Pourquoi calculer la taille AVANT de recruter
Une étude sous-dimensionnée peut ne rien détecter alors même que l'effet existe : vous concluez « pas de différence » à tort, faute de sujets. C'est un gâchis de temps, d'argent — et, en recherche clinique, un problème éthique (exposer des patients à une étude incapable de conclure). C'est pourquoi le calcul de taille d'échantillon est la première question d'un comité d'éthique, et l'une des premières d'un jury.
En clair — la puissance, c'est votre capacité à « voir » un effet réel. Trop peu de sujets = un microscope trop faible : l'effet est là, mais votre étude est aveugle.
Les quatre ingrédients (et les deux risques)
Un calcul de puissance relie quatre quantités ; fixez-en trois, la quatrième se déduit :
- Le risque α (souvent 5 %) : la probabilité de conclure à un effet qui n'existe pas (faux positif).
- La puissance, 1 − β (souvent 80 ou 90 %) : la probabilité de détecter un effet qui existe. β est le risque de le manquer (faux négatif).
- La taille d'effet attendue : l'ampleur de la différence que vous cherchez à mettre en évidence.
- La taille de l'échantillon (n) : ce que l'on cherche le plus souvent.
En clair — α et β sont deux façons de se tromper en sens inverse. Abaisser α (être plus exigeant) sans augmenter n fait monter β (on rate plus d'effets réels). Pour gagner sur les deux à la fois, il faut plus de sujets.
Choisir ses paramètres
- α = 5 % et puissance = 80 à 90 % sont les conventions. Une puissance sous 80 % est difficile à défendre.
- La taille d'effet attendue est le choix le plus délicat : appuyez-vous sur la littérature, une étude pilote, ou la plus petite différence cliniquement pertinente (celle qui changerait une décision). Ne la gonflez pas pour réduire n : une étude calibrée sur un effet irréaliste est sous-dimensionnée en pratique.
- Prévoyez les perdus de vue en majorant n (par ex. +10 à 20 %).
Le bon repère selon votre analyse
La logique de « puissance avant tout » se décline selon le test prévu — et rejoint les autres guides de ce blog :
- Comparer deux moyennes (test t) : n dépend de l'écart attendu rapporté à l'écart-type (le d de Cohen).
- Comparer des proportions (chi-2) : au-delà de n, surveillez les effectifs attendus par case.
- Analyse de survie (Cox, log-rank) : ce qui compte n'est pas le nombre de sujets mais le nombre d'événements.
- Régression logistique (odds ratios) : visez ~10 événements par degré de liberté (EPV).
Le piège qui coûte cher : la puissance « observée »
Justifier un résultat non significatif par la « puissance observée ». Calculer la puissance après coup, à partir de l'effet réellement mesuré, est une faute statistique : cette « puissance observée » n'est qu'une retraduction de la p-value (un p élevé donne mécaniquement une puissance faible). Elle ne dit rien de plus et ne sauve aucun résultat.
Calculer n après avoir vu les données. La taille d'échantillon se fixe a priori. La recalculer pour « coller » au résultat obtenu est une rationalisation, pas une justification.

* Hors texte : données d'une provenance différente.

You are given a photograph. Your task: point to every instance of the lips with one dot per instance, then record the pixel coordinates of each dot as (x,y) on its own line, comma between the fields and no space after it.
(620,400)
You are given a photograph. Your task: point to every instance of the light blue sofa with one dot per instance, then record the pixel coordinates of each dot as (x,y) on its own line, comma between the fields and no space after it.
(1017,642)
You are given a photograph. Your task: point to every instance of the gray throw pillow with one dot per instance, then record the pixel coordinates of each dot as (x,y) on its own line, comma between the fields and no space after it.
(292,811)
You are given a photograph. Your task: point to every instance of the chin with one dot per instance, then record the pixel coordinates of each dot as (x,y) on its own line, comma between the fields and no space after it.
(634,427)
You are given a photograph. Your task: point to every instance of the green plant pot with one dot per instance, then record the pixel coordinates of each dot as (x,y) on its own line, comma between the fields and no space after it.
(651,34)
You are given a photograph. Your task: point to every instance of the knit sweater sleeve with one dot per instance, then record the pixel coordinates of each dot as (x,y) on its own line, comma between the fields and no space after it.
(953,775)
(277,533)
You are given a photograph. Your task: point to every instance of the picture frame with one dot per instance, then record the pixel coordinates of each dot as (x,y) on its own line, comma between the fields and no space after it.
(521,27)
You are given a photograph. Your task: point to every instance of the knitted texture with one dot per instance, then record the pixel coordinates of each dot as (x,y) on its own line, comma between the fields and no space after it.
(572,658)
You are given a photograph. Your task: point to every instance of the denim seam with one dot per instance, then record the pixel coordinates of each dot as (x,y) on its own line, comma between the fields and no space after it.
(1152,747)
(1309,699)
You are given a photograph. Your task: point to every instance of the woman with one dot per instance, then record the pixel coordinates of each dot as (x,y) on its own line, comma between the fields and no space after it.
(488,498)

En clair — un résultat non significatif sur une étude bien dimensionnée se dit honnêtement : « pas de différence détectée, alors que l'étude avait la puissance de détecter un effet d'au moins X ». C'est la puissance a priori qui donne ce droit, pas un calcul rétrospectif.

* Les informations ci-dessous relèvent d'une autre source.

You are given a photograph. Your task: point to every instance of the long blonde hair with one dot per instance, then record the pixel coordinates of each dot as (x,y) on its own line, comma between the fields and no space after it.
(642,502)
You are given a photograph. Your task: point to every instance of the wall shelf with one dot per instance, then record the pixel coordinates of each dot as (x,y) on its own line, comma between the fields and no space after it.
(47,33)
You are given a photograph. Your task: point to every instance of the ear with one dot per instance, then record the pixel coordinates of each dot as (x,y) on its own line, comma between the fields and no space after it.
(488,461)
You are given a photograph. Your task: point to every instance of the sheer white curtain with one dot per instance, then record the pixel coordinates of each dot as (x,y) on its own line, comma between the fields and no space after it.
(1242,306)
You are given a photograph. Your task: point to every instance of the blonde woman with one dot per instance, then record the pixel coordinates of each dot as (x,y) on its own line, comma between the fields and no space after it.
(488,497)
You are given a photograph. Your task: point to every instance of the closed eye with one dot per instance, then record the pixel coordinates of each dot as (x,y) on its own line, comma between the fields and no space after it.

Ce qu'il faut écrire dans le mémoire
Une phrase type, posée dans la section Méthodes : « Pour détecter une différence de [taille d'effet] avec une puissance de 80 % au risque α = 5 % (bilatéral), [n] sujets par groupe étaient nécessaires », en précisant la source de la taille d'effet supposée (littérature, pilote, seuil clinique) et la marge pour les perdus de vue.
En résumé
La taille d'échantillon se décide avant de recruter, à partir de quatre éléments liés : α, puissance (1−β), taille d'effet attendue et n. Visez 80–90 % de puissance, justifiez la taille d'effet, et fuyez la « puissance observée » a posteriori. Un calcul a priori clair, c'est ce qui transforme « je n'ai pas trouvé de différence » en résultat défendable plutôt qu'en aveu de faiblesse.